On Fri, Jul 1, 2022, at 8:38 AM, Kirill A. Shutemov wrote:
> On Wed, Jun 29, 2022 at 07:29:13PM -0700, Andy Lutomirski wrote:
>> 
>> 
>> On Tue, Jun 28, 2022, at 5:53 PM, Kirill A. Shutemov wrote:
>> > On Tue, Jun 28, 2022 at 04:42:40PM -0700, Andy Lutomirski wrote:
>> >> On 6/10/22 07:35, Kirill A. Shutemov wrote:
>> >> 
>> >> > +	/* Update CR3 to get LAM active */
>> >> > +	switch_mm(current->mm, current->mm, current);
>> >> 
>> >> Can you at least justify this oddity?  When changing an LDT, we use a
>> >> dedicated mechanism.  Is there a significant benefit to abusing switch_mm
>> >> for this?
>> >
>> > I'm not sure I follow. LAM mode is set in CR3. switch_mm() has to handle
>> > it anyway to context switch. Why do you consider it abuse?
>> >
>> >> 
>> >> Also, why can't we enable LAM on a multithreaded process?  We can change an
>> >> LDT, and the code isn't even particularly complicated.
>> >
>> > I reworked this in v4[1] and it allows multithreaded processes. Have you
>> > got that version?
>> >
>> > Intel had issue with mail server, but I assumed it didn't affect my
>> > patchset since I see it in the archive.
>> >
>> 
>> I didn’t notice it. Not quite sure what the issue was. Could just be
>> incompetence on my part.
>> 
>> I think that’s the right idea, except that I think you shouldn’t use
>> switch_mm for this. Just update the LAM bits directly.   Once you read
>> mm_cpumask, you should be guaranteed (see next paragraph) that, for each
>> CPU that isn’t in the set, if it switches to the new mm, it will notice
>> the new LAM.
>> 
>> I say “should be” because I think smp_wmb() is insufficient. You’re
>> ordering a write with a subsequent read, which needs smp_mb().
>
> I think it is better to put smp_mb() to make it explicit.
>
> Does the fixup below look okay?
>
> diff --git a/arch/x86/include/asm/tlbflush.h 
> b/arch/x86/include/asm/tlbflush.h
> index 2d70d75e207f..8da54e7b6f98 100644
> --- a/arch/x86/include/asm/tlbflush.h
> +++ b/arch/x86/include/asm/tlbflush.h
> @@ -367,4 +367,30 @@ static inline void 
> __native_tlb_flush_global(unsigned long cr4)

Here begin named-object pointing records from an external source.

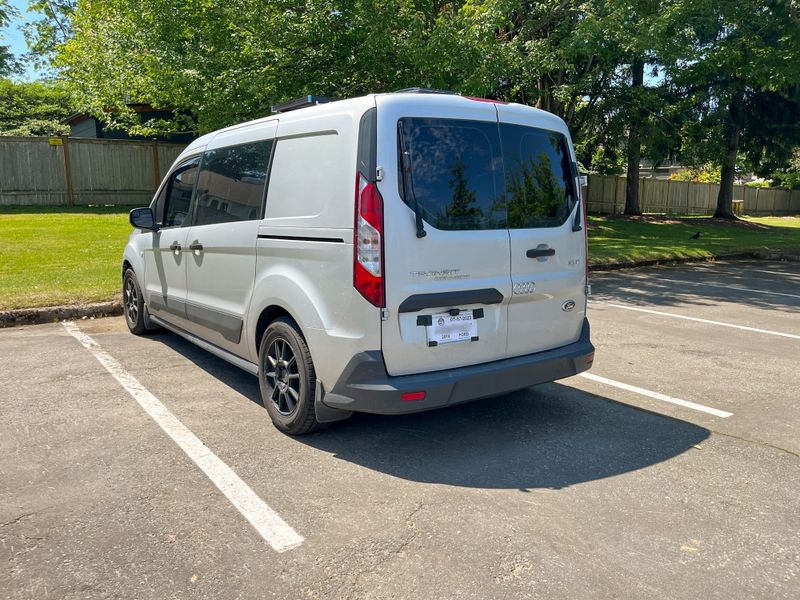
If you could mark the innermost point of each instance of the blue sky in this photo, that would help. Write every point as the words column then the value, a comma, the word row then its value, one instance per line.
column 12, row 36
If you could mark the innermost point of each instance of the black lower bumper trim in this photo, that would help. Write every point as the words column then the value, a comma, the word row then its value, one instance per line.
column 365, row 385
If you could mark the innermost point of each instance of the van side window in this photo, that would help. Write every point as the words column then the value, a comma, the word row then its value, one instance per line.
column 231, row 183
column 307, row 173
column 172, row 207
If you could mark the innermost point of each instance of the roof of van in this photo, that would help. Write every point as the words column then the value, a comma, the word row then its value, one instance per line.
column 360, row 104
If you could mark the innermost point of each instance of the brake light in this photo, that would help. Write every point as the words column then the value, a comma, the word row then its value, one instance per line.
column 585, row 236
column 476, row 99
column 368, row 242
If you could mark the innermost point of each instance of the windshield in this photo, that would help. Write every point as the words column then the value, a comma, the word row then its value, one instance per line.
column 467, row 174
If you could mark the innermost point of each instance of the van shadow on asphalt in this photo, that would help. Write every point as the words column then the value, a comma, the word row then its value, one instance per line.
column 549, row 436
column 702, row 285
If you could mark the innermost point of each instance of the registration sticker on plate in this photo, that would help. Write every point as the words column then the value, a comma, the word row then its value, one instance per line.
column 448, row 329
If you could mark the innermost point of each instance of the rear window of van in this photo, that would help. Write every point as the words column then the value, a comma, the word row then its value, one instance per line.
column 466, row 174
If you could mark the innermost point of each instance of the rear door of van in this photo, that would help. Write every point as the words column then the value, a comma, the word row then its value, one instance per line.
column 545, row 221
column 447, row 284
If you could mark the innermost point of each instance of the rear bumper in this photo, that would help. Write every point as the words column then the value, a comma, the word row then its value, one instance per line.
column 365, row 385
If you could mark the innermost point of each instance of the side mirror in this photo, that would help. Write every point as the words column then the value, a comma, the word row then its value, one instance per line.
column 143, row 218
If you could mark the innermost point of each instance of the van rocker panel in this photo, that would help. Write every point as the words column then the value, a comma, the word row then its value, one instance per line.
column 365, row 385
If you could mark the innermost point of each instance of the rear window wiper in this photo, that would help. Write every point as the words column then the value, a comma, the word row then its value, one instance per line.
column 408, row 181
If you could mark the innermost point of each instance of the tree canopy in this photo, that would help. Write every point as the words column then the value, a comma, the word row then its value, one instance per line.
column 33, row 108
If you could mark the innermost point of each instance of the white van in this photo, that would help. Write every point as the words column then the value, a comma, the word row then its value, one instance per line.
column 387, row 254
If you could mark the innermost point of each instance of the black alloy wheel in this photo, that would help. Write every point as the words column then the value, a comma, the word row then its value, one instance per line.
column 287, row 378
column 284, row 378
column 133, row 303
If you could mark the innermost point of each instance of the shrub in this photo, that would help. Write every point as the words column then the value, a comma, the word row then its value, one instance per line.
column 787, row 179
column 707, row 174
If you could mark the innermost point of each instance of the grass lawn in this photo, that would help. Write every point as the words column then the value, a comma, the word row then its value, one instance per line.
column 623, row 240
column 54, row 256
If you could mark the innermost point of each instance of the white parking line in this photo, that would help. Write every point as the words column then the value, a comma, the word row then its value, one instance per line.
column 266, row 521
column 707, row 321
column 657, row 396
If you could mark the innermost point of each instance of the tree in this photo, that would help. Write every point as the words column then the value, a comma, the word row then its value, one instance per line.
column 33, row 108
column 739, row 60
column 54, row 28
column 7, row 61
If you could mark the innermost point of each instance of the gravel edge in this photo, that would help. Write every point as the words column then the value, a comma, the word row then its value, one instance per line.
column 54, row 314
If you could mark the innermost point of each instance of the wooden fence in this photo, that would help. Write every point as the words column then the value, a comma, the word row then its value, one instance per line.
column 74, row 171
column 606, row 195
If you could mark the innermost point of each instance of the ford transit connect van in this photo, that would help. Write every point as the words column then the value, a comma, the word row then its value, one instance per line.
column 387, row 254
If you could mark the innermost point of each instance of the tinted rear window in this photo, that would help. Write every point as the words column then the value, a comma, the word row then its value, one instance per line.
column 477, row 175
column 453, row 172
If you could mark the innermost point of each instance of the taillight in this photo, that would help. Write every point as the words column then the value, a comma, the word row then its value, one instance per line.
column 368, row 242
column 584, row 193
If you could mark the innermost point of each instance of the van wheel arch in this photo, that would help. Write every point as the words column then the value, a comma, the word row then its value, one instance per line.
column 125, row 266
column 267, row 316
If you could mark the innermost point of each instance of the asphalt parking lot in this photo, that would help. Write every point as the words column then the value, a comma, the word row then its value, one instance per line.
column 672, row 472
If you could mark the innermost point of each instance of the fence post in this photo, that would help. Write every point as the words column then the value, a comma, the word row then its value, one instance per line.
column 68, row 172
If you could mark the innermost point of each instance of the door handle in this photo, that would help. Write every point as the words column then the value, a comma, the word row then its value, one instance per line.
column 540, row 252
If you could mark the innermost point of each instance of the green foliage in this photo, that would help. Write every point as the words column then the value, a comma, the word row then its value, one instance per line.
column 759, row 184
column 33, row 108
column 53, row 28
column 8, row 64
column 787, row 179
column 707, row 174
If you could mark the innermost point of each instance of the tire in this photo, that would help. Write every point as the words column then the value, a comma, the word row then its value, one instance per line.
column 287, row 379
column 133, row 303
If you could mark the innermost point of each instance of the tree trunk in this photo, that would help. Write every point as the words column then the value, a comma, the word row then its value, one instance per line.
column 733, row 127
column 634, row 141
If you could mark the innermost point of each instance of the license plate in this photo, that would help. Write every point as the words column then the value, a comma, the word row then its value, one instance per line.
column 449, row 329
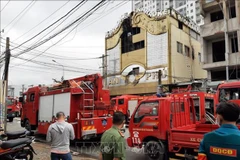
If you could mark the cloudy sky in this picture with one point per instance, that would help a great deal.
(21, 20)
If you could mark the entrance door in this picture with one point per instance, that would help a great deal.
(146, 119)
(218, 51)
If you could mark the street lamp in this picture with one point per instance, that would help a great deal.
(224, 10)
(60, 65)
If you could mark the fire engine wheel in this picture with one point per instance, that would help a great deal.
(155, 150)
(27, 125)
(10, 119)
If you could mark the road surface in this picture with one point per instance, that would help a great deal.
(89, 148)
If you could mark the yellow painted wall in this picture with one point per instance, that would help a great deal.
(180, 63)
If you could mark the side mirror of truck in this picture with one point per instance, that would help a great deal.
(21, 99)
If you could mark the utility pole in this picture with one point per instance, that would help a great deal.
(226, 38)
(23, 89)
(103, 65)
(7, 61)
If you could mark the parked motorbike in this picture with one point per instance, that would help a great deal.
(17, 149)
(14, 135)
(17, 146)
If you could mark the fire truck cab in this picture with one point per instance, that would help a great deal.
(13, 108)
(125, 104)
(83, 100)
(229, 91)
(167, 127)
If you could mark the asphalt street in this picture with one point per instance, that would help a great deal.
(88, 148)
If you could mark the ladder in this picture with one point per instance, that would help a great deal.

>  	native_write_cr4(cr4 ^ X86_CR4_PGE);
>  	native_write_cr4(cr4);
>  }
> +
> +#ifdef CONFIG_X86_64
> +static inline u64 tlbstate_lam_cr3_mask(void)
> +{
> +	u64 lam = this_cpu_read(cpu_tlbstate.lam);
> +
> +	return lam << X86_CR3_LAM_U57_BIT;
> +}
> +
> +static inline void set_tlbstate_lam_cr3_mask(u64 mask)
> +{
> +	this_cpu_write(cpu_tlbstate.lam, mask >> X86_CR3_LAM_U57_BIT);
> +}
> +
> +#else
> +
> +static inline u64 tlbstate_lam_cr3_mask(void)
> +{
> +	return 0;
> +}
> +
> +static inline void set_tlbstate_lam_cr3_mask(u64 mask)
> +{
> +}
> +#endif
> +
>  #endif /* _ASM_X86_TLBFLUSH_H */
> diff --git a/arch/x86/kernel/process_64.c b/arch/x86/kernel/process_64.c
> index 427ebef3f64b..cd2b03fe94c4 100644
> --- a/arch/x86/kernel/process_64.c
> +++ b/arch/x86/kernel/process_64.c
> @@ -745,15 +745,16 @@ static long prctl_map_vdso(const struct 
> vdso_image *image, unsigned long addr)
>  static void enable_lam_func(void *mm)
>  {
>  	struct mm_struct *loaded_mm = this_cpu_read(cpu_tlbstate.loaded_mm);
> +	unsigned long lam_mask;
> 
>  	if (loaded_mm != mm)
>  		return;
> 
> -	/* Counterpart of smp_wmb() in prctl_enable_tagged_addr() */
> -	smp_rmb();
> +	lam_mask = READ_ONCE(loaded_mm->context.lam_cr3_mask);
> 
>  	/* Update CR3 to get LAM active on the CPU */
> -	switch_mm(loaded_mm, loaded_mm, current);
> +	write_cr3(__read_cr3() | lam_mask);

Perhaps this should also mask off the old LAM mask?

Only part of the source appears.